Registrations started on January 2 in 20 centres spread over the country's five governorates.
Assessment of candidates is done in four centres and an average of 240 people attend these sessions daily.
The NEP programme uses career-related assessment, which is designed to tailor evaluation to individuals and provide accurate information about a person's capabilities, desires and future career.
Assessment centres help the applicants better understand their strengths by identifying areas in which they already have skills, abilities and interests.
Following the assessment programme, job-seekers attend a work ethics workshop.
"Employers are eager to recruit youths with discipline, who know their rights and duties," said Dr Al Alawi.
"This course is delivered by highly qualified trainers."
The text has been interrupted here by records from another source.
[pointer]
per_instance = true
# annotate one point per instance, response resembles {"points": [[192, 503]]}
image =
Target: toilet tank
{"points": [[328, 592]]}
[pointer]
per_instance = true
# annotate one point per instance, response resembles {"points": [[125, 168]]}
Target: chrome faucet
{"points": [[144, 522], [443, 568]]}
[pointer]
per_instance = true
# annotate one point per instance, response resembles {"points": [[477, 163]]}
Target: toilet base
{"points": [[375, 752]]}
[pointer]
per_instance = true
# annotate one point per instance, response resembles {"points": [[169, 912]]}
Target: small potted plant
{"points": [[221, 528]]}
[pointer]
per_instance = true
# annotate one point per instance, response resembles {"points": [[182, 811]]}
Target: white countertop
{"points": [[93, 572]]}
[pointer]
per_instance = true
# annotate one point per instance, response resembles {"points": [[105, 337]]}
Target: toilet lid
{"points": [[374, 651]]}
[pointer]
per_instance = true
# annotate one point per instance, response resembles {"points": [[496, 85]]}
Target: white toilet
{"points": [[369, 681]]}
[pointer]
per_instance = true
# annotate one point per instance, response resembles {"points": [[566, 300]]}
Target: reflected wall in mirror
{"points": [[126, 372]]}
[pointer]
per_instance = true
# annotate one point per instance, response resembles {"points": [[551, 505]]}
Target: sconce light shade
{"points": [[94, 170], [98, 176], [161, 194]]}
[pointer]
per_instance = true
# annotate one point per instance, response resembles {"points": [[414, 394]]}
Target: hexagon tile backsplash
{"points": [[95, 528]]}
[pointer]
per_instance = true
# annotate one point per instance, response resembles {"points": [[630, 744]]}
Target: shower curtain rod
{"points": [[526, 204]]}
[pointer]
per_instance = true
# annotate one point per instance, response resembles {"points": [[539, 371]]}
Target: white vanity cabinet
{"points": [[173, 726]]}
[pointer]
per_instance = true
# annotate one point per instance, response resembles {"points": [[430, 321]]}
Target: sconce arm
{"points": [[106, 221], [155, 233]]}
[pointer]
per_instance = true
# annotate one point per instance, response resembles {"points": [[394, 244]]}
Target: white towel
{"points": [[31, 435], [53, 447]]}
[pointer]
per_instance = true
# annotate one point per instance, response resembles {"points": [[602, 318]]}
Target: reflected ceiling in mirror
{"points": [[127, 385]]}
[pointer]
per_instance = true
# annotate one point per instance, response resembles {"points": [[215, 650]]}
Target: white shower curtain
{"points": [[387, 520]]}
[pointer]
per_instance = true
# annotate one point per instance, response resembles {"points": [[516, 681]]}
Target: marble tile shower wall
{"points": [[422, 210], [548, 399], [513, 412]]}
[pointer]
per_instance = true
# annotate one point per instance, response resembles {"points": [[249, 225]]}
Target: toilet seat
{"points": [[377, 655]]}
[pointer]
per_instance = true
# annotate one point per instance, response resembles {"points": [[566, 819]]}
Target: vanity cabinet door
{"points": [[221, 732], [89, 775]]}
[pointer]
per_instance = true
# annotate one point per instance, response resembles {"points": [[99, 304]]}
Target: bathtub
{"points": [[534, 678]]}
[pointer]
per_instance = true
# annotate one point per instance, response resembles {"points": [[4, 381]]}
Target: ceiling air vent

After the job-seekers complete all the relevant steps, they could land a job through direct recruitment, on-the-job training or attend a full training programme, said Dr Al Alawi.
"The NEP will be completed in 18 months and during this period all job-seekers who are genuinely unemployed will find a gainful employment," he pledged.
"We are targeting companies that employ 50 workers or more. We are now meeting prospective employers, both from the public and private sectors. We are happy with their response. We are confident of offering jobs to all genuine applicants."
Australian firm EFI International has been assigned by the government as a consultant for the project.